I can suggest to enable LTO + PGO + TLO optimization for TLO itself. It can help with improving processing large Linux perf profiles.
Do you have more TLO benchmarks about its efficiency in practice for different applications in different domains? Having only one example with Clang is not enough (IMHO). E.g. for BOLT I have this list. Not so huge too by anyway - hopefully it can help with choosing other projects to test. Do you have more benchmark results from Clear Linux?
For the -h command returns 1 exit code instead of 0 - https://github.com/intel/thin-layout-optimizer/blob/main/src/main/main.cc#L337 . Is it intended behavior? According to this link, 1 should be used in error cases.
Having prebuilt binaries can help users just download and run the tool instead of compiling it locally. I think it can be done via GitHub Actions or any similar service. Nice side outcome: if you optimize TLO itself with LTO + PGO + TLO - it will be a great example of how TLO can integrated into reality ;)

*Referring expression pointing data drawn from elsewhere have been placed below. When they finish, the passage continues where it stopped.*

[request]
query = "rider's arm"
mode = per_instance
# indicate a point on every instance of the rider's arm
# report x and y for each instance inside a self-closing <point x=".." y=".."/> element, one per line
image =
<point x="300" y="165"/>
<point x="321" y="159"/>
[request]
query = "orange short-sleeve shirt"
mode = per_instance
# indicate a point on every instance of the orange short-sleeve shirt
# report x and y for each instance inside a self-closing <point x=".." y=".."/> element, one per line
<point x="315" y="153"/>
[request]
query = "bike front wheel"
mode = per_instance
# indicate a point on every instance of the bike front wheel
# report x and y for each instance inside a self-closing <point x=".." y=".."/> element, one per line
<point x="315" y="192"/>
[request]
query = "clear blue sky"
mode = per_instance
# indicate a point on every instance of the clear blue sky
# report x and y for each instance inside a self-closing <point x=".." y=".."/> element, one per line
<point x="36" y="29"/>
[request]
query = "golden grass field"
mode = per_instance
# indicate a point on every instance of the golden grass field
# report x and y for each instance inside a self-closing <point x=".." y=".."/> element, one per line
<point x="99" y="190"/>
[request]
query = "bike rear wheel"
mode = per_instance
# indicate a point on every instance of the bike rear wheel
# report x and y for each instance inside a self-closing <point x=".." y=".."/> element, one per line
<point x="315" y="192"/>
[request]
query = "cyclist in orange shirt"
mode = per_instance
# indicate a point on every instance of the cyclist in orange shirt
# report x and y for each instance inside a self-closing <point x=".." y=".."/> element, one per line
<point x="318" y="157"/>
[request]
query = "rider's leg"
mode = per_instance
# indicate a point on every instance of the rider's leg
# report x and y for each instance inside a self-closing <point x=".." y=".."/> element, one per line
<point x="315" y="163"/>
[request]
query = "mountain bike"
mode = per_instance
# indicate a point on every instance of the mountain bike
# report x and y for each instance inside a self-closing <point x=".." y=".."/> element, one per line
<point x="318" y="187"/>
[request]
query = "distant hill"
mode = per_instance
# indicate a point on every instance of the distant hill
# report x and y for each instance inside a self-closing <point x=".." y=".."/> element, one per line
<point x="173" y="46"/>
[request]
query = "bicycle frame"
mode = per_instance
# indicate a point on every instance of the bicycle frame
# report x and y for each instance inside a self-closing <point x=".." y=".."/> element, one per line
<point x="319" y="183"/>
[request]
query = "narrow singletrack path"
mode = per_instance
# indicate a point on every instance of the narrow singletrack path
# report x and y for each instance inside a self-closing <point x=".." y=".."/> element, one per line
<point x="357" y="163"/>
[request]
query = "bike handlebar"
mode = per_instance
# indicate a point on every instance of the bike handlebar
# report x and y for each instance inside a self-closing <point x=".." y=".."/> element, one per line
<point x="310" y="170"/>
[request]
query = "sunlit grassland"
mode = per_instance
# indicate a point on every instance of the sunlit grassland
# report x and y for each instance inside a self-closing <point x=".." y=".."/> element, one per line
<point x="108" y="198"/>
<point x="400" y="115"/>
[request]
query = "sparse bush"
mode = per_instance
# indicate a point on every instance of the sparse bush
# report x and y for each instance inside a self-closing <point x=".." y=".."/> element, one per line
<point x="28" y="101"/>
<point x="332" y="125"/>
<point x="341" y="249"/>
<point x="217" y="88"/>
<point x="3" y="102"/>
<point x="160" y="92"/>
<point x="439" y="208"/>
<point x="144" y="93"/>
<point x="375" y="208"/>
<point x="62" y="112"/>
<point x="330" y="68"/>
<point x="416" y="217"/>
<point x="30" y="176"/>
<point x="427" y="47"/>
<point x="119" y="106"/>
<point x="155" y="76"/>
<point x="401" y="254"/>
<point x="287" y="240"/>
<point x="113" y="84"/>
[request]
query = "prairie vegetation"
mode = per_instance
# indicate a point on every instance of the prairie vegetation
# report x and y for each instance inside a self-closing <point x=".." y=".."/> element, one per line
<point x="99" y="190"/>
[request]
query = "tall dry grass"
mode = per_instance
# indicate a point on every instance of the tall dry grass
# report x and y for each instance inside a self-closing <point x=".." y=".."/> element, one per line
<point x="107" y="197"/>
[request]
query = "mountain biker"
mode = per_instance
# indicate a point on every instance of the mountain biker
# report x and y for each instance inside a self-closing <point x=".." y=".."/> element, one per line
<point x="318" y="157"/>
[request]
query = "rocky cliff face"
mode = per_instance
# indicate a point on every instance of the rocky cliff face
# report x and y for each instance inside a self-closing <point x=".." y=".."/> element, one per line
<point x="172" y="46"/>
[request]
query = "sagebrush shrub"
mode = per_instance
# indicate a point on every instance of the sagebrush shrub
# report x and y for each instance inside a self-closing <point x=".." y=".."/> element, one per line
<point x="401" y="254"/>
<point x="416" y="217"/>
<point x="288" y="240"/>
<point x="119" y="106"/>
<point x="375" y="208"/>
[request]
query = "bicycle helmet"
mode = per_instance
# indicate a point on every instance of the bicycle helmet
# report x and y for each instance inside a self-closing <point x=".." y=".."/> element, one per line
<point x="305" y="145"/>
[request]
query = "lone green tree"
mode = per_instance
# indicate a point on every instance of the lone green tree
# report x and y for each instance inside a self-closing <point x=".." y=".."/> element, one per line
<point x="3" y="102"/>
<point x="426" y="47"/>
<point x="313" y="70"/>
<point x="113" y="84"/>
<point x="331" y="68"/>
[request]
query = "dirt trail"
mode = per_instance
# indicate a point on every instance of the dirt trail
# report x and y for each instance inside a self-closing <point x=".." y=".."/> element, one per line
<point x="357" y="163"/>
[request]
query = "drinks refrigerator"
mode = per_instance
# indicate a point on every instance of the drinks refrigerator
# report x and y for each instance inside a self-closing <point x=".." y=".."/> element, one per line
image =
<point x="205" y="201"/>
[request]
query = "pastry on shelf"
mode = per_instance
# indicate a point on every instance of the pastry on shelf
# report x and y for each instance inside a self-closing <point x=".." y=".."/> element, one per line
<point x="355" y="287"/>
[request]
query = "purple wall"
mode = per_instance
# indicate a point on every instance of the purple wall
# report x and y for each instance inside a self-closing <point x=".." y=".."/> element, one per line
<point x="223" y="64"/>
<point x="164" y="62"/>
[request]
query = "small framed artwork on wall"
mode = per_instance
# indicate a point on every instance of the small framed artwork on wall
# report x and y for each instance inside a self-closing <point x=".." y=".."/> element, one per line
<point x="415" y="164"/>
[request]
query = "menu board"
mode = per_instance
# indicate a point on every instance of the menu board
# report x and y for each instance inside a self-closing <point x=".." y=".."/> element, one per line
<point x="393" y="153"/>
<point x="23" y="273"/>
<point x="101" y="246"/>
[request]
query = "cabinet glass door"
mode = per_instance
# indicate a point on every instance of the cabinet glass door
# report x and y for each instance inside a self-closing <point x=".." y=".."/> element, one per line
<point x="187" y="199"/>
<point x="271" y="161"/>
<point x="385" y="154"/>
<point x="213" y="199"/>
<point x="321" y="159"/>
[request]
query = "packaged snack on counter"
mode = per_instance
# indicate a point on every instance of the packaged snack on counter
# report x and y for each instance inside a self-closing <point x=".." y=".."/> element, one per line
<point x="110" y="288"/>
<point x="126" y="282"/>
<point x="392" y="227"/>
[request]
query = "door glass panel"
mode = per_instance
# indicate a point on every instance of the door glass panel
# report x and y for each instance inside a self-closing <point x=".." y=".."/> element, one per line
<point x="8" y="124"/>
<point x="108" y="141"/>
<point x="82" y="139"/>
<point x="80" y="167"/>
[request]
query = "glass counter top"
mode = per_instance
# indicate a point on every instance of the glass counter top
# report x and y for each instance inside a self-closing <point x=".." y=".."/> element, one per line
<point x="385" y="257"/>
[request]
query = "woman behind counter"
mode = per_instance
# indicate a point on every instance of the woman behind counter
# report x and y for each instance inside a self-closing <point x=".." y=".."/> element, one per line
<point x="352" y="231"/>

I created the issue since Discussions are disabled for the repo for now.

Thank you in advance for answers.

Hi!

Thank you a lot for open-sourcing the project! I am a fan of different ways to optimize applications (LTO, PGO, PLO, ML-based stuff, etc.) and do corresponding benchmarks for these technologies.

After reading the Wiki page (btw, nice explanation) I have several questions/discussion points that I want to discuss about the tool:

Which hardware architecture (like x86_64 or AArch64) are supported for running thin-layout-optimizer?

At the moment only x86_64. This is mostly because our profiles rely on LBR. That being said, if any other arch implemented something similiar we could support that as well.

Which operating systems are supported for running thin-layout-optimizer? Linux, Windows, macOS, *BDS, anything else? Linux for running. Profiles can be from any OS that supports perf (likely only linux).

Are there any limitations for a target hardware architectures/OS of a binary that is optimized? As far as I understand - no, since it's just a linker script but want to reaffirm my claim.

You can run TLO on any arch. Its only been tested on x86_64/linux, however. The profiles require perf + LBR which at the moment is only linux + x86_64.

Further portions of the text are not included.